Archive for Wednesday, November 21, 2007

BNSF worker says Intermodal complex sure to mean growth

November 21, 2007


— Skip Kalb thinks the Gardner Intermodal can mean growth for Baldwin City in whatever way the community wants, but he doesn't think it will mean a huge increase in truck traffic on U.S. Highway 56.

Kalb, a Baldwin City native who works for Burlington Northern Santa Fe Railway, is in charge of the massive Intermodal complex that will be built southwest of Gardner and is expected to open in 2009. He's often asked what the 1,800 trucks that will be leaving the railway yard each day will mean to traffic in this southern Douglas County community.

"We don't see a flood of trucks coming this way," Kalb told the Baldwin City Council this week. "We just don't see it."

Kalb said BNSF had a study done on where the traffic would go from the 1,000-acre shipping hub that will produce those 1,800 trucks a day. Trains will deliver cargo to the center that then will be loaded onto semi tractor-trailers.

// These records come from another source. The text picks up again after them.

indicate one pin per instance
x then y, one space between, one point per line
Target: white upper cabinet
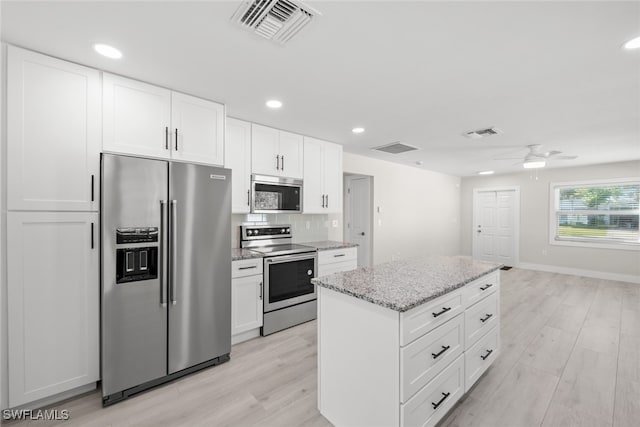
198 129
136 117
146 120
322 176
275 152
237 157
53 134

"The study shows that less than 1 to 2 percent will go west and 90 percent will go north and south," Kalb said.

The Intermodal complex, he said, will create about 13,000 jobs - the vast majority at the massive warehouses that will be built on the site. The railway portion of the project takes up about 400 acres, with the remaining 600 acres used for warehouses, he said.

Kalb said it's important for Baldwin City to review and solidify its comprehensive plan to ensure growth related to the Intermodal is what the community wants.

"You're in a unique position," Kalb said. "Do you want some light industrial, do you want high-end residential?

"You will have opportunities, no doubt. I have no doubt there will be residential home sales."

Aside from job creation, the Intermodal is projected to contribute $1.7 billion over 20 years to the Kansas economy, he said, noting that Gov. Kathleen Sebelius has called the project the state's largest economic development program in 45 years.

He said that BNSF is making the project as "green" as possible. For example, diesel-operated cranes will be replaced by electric-powered cranes to move containers off rail cars.

"We want this to be a showcase project," Kalb said.